Production Deployment

Dockerfiles and Kubernetes configs for the Zep server, Zep NLP server, and a Postgres database with pgvector installed may be found in the Zep repo.

Many cloud providers, including AWS, now offer managed Postgres services with pgvector installed.

The Zep docker-compose file may be used as a deployment template for other container environments.
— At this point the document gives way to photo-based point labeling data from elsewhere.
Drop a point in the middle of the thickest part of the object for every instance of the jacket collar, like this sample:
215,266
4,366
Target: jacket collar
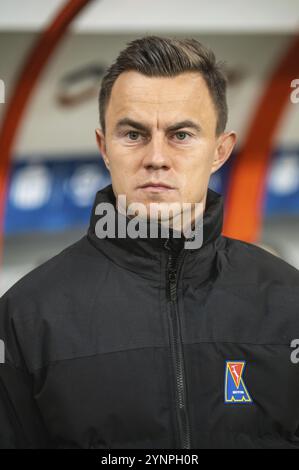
141,254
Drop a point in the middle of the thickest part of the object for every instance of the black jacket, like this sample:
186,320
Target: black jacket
141,343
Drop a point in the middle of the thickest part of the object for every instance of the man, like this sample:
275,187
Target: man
144,342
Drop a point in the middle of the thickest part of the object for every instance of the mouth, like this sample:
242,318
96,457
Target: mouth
156,187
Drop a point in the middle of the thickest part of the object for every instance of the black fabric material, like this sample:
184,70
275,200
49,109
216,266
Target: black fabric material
89,357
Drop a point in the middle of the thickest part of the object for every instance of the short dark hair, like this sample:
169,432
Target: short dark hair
156,56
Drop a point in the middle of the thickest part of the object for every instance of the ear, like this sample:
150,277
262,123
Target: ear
225,144
101,141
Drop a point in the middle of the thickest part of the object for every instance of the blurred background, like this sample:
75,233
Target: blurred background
53,54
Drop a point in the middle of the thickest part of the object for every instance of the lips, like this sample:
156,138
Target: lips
161,186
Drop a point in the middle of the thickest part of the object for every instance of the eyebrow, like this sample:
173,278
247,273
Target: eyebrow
124,122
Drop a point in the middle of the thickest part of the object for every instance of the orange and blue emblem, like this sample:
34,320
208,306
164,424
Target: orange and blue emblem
235,388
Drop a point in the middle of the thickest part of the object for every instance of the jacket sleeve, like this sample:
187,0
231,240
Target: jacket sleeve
21,425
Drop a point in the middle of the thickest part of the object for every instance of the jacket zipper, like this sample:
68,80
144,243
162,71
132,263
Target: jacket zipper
174,263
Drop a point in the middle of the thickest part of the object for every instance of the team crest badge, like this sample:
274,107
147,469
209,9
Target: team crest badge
235,389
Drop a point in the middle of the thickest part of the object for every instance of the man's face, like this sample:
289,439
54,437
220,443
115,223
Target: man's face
162,131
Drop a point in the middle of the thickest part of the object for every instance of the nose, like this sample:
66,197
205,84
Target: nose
157,156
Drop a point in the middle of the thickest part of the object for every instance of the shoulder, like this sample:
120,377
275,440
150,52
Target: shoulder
55,279
257,264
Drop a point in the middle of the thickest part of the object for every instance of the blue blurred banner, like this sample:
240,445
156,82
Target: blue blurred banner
54,195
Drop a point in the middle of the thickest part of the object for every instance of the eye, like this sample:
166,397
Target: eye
133,135
181,135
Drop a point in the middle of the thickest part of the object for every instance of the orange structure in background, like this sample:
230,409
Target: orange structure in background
28,78
247,184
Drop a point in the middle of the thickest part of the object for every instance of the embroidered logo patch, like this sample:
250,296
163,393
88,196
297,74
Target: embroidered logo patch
235,389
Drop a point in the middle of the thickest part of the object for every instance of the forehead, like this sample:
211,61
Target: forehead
144,96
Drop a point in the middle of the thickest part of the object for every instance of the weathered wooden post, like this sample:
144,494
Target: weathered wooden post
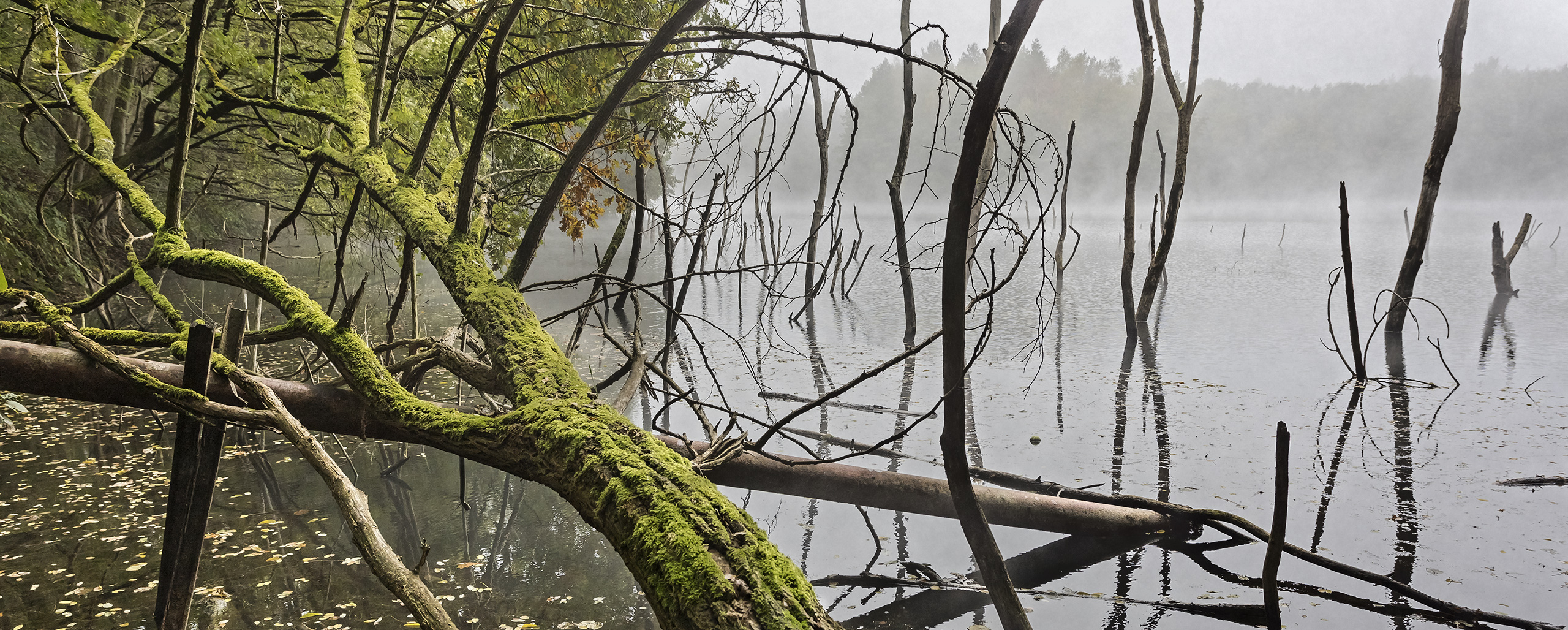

Prebuilt containers for both amd64 and arm64 architectures may be found on the Zep Package Repo.

Hardware Requirements

For production deployment planning, please be mindful of the following.

Memory requirements

You will need adequate memory for Zep's NLP and Postgres containers. The amount of memory required will be dictated by:

NLP Server: The number of different embedding models you will be using and the size of these models. See Selecting Embedding Models.
Postgres As the number of documents in your Collections grow and you create indexes over these collections, you will need to ensure that you have adequate memory available. Please see Postgres best practice deployment guides for more information.

Database requirements

Configuration

Zep's Postgres container ships with a default configuration that is suitable for development and testing. For production deployments, you will need to tune your Postgres configuration to your use case. Please see Postgres best practice deployment guides for more information. In particular, you may need to increase maintenance_work_mem and max_parallel_maintenance_workers to ensure that your indexes are created correctly and without timeouts. Other settings may also need to be adjusted in order to provide Postgres with adequate resources to execute vector search queries.

Database Timeouts

Zep limits queries to 10 minutes. If you're experiencing timeouts building IVFFLAT indexes, you may need to increase the maintenance_work_mem and max_parallel_maintenance_workers settings in your Postgres configuration.

Storage

Zep's Postgres database will require adequate storage for your documents, document vectors, chat message histories, and chat message history vectors. The amount of storage required will be dictated by your use case, the width of your embedding vectors, and other variables.